Follow-up interview on whether Saudis, Qataris, Turks can now be expected to join the U.S.-led coalition in a serious effort to “destroy” the very terrorists they have been funding, arming, and ushering into Syria. This was the question put to Ray at the start of the interview; it is what he called a “sick joke.” Dec. 15; 9 minutes

Ray highlighted the risk of another provocation by Turkey, NATO’s loose cannon and skillful provocateur. A Turkish member of Parliament had just substantiated much of what Seymour Hersh wrote about Turkey in his April 17, 2014 London Review of Booksarticle, “The Red Line and the Rat Line:”

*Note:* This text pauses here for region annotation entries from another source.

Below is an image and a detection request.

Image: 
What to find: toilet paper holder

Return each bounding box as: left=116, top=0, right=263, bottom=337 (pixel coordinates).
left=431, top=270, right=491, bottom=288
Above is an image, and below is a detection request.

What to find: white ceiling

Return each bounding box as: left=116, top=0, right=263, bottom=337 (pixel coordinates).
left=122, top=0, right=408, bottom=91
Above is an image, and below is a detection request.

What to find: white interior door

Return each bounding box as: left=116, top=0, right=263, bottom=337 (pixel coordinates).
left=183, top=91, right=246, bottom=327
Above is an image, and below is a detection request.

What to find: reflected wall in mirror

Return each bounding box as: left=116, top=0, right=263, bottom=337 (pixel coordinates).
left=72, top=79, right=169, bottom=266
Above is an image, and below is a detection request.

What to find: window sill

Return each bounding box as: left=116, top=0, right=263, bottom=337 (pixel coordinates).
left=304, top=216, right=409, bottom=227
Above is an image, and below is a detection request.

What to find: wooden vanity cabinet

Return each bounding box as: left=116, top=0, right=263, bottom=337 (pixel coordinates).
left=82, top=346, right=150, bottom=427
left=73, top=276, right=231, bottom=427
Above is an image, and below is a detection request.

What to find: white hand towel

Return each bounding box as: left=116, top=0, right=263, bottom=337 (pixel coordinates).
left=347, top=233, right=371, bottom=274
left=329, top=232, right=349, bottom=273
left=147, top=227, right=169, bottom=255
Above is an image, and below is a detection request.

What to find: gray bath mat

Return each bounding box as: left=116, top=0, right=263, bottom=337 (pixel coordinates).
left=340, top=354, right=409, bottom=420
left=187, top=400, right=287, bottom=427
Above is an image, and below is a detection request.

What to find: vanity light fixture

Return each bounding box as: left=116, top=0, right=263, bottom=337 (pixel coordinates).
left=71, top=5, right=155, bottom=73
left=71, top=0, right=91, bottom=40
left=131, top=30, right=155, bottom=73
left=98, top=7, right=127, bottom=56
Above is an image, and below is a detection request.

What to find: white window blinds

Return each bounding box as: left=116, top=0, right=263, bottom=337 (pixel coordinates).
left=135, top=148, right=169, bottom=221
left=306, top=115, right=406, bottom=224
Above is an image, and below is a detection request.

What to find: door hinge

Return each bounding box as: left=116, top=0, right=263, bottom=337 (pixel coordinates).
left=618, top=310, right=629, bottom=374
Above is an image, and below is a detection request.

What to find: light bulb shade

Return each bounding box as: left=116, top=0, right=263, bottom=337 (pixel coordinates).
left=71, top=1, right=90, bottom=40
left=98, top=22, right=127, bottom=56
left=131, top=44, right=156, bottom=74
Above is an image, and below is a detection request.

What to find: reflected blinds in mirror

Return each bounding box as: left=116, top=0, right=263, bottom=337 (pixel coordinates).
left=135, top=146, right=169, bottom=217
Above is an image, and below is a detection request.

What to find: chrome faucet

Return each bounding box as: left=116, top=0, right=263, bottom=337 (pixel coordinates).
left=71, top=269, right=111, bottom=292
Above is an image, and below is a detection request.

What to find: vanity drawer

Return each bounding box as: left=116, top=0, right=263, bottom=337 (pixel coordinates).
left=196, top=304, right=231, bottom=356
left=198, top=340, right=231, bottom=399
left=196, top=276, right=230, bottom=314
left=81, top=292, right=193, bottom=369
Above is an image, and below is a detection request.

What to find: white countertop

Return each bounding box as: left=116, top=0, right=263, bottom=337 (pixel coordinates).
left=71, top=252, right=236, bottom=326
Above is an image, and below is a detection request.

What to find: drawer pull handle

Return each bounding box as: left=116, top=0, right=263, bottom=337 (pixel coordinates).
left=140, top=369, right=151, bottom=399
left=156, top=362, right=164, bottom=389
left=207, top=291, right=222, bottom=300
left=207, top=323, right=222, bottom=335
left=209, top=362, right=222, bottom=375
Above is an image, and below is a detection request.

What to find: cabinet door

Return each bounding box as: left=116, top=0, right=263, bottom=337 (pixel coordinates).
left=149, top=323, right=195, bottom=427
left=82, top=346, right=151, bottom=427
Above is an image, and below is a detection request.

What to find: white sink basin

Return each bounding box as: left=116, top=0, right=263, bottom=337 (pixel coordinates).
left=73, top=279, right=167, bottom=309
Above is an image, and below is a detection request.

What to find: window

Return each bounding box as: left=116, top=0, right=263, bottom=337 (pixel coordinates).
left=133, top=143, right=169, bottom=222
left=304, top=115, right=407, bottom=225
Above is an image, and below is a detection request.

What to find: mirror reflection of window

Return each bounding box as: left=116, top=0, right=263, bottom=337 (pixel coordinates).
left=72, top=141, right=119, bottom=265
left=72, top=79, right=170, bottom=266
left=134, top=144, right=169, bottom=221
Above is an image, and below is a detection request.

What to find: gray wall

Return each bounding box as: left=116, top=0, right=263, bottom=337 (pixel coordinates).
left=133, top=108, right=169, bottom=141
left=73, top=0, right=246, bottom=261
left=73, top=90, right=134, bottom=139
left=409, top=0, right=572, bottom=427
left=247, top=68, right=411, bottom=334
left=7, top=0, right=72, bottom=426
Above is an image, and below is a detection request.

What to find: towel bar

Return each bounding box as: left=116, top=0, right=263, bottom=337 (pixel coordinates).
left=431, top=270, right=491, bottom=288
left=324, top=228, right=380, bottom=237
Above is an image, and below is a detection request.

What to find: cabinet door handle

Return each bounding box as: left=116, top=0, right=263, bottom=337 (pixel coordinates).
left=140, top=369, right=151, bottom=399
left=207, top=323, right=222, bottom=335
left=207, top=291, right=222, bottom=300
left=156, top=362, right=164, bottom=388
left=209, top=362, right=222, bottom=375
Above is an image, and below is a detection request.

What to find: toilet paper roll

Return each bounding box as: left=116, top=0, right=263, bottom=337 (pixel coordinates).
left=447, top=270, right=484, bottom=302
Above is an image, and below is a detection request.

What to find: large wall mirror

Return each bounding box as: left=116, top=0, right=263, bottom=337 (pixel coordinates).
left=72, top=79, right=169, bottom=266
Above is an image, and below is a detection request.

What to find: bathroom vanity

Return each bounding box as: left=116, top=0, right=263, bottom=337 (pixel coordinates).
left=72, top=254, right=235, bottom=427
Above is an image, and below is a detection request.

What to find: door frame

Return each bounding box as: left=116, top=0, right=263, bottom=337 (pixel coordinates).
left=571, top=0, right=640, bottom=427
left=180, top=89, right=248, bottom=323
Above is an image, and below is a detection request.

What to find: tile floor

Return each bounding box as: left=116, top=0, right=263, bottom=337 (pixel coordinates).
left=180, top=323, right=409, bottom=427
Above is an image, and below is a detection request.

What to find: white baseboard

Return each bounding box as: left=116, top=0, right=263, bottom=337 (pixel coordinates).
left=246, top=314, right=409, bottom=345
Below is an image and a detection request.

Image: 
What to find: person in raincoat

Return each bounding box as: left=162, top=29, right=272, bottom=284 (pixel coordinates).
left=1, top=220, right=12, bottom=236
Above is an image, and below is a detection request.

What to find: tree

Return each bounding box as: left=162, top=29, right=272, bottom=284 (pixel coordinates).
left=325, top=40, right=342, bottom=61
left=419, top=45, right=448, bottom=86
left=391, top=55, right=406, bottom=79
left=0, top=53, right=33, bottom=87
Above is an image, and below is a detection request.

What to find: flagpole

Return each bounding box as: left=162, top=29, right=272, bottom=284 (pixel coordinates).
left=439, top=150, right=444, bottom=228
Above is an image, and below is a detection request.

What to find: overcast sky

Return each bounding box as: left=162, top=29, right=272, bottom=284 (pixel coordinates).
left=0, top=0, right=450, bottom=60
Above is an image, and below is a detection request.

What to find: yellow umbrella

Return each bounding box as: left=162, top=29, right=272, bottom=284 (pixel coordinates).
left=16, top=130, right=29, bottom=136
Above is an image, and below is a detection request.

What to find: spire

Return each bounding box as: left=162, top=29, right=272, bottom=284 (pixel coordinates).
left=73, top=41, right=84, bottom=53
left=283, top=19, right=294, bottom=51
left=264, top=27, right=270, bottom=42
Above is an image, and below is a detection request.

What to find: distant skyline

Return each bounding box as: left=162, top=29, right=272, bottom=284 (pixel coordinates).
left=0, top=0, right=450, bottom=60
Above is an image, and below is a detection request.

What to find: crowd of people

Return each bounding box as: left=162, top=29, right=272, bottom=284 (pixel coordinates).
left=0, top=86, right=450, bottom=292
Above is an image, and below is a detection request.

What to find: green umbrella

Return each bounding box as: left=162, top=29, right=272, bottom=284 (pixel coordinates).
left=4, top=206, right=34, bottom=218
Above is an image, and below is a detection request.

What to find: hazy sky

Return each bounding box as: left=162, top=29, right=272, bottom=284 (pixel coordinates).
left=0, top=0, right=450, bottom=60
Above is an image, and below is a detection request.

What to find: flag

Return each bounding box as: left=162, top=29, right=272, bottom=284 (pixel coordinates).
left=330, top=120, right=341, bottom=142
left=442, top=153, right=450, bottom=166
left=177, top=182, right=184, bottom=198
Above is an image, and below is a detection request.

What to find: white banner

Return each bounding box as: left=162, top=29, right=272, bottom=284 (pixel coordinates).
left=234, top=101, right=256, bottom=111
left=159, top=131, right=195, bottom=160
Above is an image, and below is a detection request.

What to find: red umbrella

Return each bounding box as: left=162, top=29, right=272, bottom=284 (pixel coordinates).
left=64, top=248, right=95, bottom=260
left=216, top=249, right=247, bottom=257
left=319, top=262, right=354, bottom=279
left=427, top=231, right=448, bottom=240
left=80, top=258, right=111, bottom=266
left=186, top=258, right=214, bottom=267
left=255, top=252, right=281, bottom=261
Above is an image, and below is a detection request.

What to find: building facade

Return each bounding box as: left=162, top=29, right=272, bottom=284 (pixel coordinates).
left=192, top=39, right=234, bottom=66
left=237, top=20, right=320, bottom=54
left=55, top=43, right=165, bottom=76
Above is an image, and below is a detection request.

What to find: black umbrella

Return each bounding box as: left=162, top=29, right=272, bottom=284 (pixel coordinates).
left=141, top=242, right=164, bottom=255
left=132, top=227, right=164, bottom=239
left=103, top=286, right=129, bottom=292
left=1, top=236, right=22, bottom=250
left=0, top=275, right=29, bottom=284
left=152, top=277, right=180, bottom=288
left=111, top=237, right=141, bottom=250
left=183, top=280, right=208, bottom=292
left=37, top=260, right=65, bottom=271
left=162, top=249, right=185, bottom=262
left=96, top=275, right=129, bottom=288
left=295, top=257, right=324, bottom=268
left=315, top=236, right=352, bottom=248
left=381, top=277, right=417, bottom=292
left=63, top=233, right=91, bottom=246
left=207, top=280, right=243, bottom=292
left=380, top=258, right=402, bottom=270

http://www.lrb.co.uk/v36/n08/seymour-m-hersh/the-red-line-and-the-rat-line

Seven months earlier VIPS had written a more timely (if less comprehensive) Memorandum to the President: Is Syria a Trap? (Sept. 6, 2013)

Obama Warned on Syrian Intel

Both pieces reported that Turkey appeared to have played a key role in the false-flag sarin gas attack outside Damascus on August 21, 2013. Obama came inches from letting himself be mousetrapped by the neocons into launching full-scale war on Syria, with John Kerry leading the charge and groups like “Human Rights Watch” and the NY Times cheering them on.

With Kerry meeting with his Russian counterpart, Sergey Lavrov, and President Putin this week – today (Dec. 15) it turns out, Ray offered some guesses as to what Kerry is likely to hear — besides appeals to rein in the Turks. What neither Kerry nor Obama seem to be able to grasp as yet, is that geography itself makes jihad in Syria and nearby countries a far more urgent problem for Russia than for countries sitting behind a large ocean.

Should it be so difficult to understand Kremlin fears that thousands of the terrorists enlisted, trained by the U.S. and others, paid by the Saudis, and granted safe passage by the Turks hail from, and will go back to, Russia? It is reasonable to assume that upon their return they will constitute huge problems not unlike those Moscow confronted in Chechnya not too long ago. This is not a synthetic concern but a real one, involving what the Kremlin sees as a clear and present danger to Russian national security.